Bilinç, günümüzde bilimin, özellikle sinirbilimlerinin üstlendiği bir araştırma alanı gibi görünse de, insanın kendi aklını merak ettiği en eski zamanlardan beri çok çeşitli bakış açılarından ifade edilmeye çalışılmış, ağırlıklı olarak din ve felsefe alanında tartışılmış ve araştırılmıştır.

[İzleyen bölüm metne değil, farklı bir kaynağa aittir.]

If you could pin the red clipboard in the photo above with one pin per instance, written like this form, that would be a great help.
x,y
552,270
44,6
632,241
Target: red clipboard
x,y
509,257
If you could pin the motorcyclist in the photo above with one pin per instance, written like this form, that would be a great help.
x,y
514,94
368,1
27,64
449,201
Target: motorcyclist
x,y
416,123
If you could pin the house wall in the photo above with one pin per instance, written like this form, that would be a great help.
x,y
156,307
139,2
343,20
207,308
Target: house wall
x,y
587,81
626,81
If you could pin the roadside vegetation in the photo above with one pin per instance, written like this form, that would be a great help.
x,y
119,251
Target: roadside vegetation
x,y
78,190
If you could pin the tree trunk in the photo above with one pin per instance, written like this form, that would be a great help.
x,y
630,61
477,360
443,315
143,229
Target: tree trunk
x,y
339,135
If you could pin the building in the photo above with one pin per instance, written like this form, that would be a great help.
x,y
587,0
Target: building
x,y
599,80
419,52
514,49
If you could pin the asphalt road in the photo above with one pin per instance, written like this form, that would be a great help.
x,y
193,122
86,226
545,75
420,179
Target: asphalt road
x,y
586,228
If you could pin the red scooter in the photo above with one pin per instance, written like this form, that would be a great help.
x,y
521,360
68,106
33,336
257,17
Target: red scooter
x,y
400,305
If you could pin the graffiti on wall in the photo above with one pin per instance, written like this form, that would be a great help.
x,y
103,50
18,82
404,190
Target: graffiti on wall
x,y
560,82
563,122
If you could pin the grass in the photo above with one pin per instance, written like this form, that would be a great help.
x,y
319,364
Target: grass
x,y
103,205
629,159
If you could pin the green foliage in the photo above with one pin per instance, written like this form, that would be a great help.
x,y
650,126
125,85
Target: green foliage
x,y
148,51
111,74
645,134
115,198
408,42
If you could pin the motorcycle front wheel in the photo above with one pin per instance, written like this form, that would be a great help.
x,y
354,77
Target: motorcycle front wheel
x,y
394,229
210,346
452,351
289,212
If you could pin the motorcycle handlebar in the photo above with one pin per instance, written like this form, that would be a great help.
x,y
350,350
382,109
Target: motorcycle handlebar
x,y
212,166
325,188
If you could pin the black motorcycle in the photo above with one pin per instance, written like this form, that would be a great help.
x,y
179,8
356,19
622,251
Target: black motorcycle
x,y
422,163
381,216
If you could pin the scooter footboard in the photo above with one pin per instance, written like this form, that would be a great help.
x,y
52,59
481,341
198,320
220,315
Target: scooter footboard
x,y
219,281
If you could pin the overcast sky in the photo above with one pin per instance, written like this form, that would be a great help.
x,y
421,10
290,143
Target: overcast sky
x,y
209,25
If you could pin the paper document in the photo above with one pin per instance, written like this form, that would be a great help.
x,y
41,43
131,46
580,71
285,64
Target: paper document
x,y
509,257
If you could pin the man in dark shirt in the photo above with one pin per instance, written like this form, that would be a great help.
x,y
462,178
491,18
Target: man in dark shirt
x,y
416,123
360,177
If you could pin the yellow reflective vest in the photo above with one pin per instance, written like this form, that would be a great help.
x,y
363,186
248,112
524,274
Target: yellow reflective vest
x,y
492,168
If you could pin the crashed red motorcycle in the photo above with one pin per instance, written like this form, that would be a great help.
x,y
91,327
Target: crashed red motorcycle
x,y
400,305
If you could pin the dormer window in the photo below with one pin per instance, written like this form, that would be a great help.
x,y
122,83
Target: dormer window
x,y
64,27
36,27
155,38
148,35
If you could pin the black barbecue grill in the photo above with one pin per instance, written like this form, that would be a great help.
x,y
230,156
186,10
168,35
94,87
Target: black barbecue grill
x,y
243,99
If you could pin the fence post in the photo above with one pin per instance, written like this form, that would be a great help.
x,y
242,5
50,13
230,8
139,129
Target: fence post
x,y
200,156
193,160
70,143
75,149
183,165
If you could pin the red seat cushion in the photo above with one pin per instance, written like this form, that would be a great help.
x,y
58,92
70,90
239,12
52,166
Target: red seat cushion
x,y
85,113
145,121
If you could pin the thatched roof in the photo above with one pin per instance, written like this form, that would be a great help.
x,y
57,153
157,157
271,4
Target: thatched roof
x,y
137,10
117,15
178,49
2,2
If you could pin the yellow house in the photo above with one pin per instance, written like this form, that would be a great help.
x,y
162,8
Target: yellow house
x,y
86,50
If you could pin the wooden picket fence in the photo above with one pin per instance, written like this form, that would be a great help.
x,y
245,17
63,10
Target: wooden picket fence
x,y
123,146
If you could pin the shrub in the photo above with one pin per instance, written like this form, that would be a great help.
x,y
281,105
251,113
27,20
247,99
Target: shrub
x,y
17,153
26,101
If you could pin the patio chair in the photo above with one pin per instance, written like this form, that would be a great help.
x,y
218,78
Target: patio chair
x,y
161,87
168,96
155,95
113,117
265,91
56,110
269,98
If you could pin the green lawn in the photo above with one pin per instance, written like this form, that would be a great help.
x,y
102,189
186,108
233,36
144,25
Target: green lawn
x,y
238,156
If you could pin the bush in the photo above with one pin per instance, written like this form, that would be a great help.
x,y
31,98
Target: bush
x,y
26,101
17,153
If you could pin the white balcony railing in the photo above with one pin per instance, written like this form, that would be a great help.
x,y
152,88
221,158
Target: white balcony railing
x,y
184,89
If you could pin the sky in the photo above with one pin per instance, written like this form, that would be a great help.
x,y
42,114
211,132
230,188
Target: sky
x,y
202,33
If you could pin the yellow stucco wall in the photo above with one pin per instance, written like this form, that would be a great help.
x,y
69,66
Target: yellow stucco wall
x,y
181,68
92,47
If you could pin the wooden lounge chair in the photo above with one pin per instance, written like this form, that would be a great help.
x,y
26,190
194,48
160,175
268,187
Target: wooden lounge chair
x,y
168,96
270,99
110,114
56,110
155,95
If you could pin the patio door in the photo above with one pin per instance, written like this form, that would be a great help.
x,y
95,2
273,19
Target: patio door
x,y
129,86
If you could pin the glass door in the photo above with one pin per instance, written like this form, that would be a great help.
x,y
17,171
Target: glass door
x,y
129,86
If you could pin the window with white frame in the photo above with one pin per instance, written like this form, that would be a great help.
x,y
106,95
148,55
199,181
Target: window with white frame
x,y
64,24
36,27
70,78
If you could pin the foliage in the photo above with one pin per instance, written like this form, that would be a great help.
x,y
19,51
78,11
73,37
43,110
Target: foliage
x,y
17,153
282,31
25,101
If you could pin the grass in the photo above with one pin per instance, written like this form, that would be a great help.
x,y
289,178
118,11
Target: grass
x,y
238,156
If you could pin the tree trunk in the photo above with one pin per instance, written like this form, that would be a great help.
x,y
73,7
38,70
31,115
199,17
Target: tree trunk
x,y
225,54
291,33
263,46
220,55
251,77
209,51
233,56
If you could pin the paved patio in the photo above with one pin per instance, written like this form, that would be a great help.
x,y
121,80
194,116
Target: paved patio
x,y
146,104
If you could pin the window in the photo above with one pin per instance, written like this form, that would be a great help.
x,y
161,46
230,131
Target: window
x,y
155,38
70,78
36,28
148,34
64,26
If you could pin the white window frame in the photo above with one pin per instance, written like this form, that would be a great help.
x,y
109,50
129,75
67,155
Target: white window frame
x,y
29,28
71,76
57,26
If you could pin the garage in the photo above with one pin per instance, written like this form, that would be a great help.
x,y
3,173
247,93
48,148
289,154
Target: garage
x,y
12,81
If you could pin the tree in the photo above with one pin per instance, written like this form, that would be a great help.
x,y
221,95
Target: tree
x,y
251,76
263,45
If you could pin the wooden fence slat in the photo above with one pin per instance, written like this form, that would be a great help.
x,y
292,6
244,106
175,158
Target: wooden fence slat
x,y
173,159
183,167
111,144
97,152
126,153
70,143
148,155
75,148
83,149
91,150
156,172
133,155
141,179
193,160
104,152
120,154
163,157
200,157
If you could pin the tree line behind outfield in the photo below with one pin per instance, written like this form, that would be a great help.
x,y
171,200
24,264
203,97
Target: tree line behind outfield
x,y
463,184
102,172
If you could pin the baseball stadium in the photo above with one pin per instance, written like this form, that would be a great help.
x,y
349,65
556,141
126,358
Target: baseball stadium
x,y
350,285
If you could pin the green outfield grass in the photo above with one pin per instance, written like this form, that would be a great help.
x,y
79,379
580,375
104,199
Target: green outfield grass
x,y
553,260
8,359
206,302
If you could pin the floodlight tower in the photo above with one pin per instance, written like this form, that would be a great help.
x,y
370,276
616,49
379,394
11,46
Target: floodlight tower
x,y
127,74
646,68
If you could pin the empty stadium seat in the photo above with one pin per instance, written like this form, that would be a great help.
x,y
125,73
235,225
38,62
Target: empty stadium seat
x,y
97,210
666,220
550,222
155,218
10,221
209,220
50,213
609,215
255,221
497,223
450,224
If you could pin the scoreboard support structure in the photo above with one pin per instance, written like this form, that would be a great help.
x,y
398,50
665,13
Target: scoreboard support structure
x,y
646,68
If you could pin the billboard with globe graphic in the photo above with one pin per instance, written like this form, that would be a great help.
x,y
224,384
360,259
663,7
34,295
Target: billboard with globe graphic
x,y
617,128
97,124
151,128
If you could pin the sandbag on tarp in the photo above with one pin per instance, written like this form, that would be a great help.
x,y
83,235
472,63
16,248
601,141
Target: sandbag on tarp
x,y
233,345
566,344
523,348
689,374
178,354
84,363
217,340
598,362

Yine de o zamanlardan bu yana, bilincin mahiyeti ile ilişkili araştırmaların üç ana yaklaşım biçimi içinden kavranılmaya çalışıldığını düşünebiliriz; metafizik alanda; aşkın bir töz olarak, fiziksel gerçekliğin ötesinde öznel bir yaşantı, bir fenomen, ya da fenomenler dizgesi olarak; ve bu gün sinirbilimlerinin yaptığı gibi fiziksel dünyanın parçası olan bir obje olarak ve parçalarına ayrılmaya çalışılarak.
 Ancak hangi disiplin ya da alanda değerlendirilirse değerlendirilsin, sorulan sorular örtük bir biçimde de olsa hala diğer alanlarla ilişkilerini korurlar. Örneğin, bugün bilincin yapısını araştıran sinirbilimcilerin soruları sadece bilincin mekanizmaları ile sınırlı değildir, bilincin mahiyeti, bilinç içerikleri, algıların “öznel” mahiyeti de bu alanın araştırmalarını sürükleyen, metafizik ve fenomenler alanına ait sorular olarak derinlerde varlıklarını sürdürmektedirler. 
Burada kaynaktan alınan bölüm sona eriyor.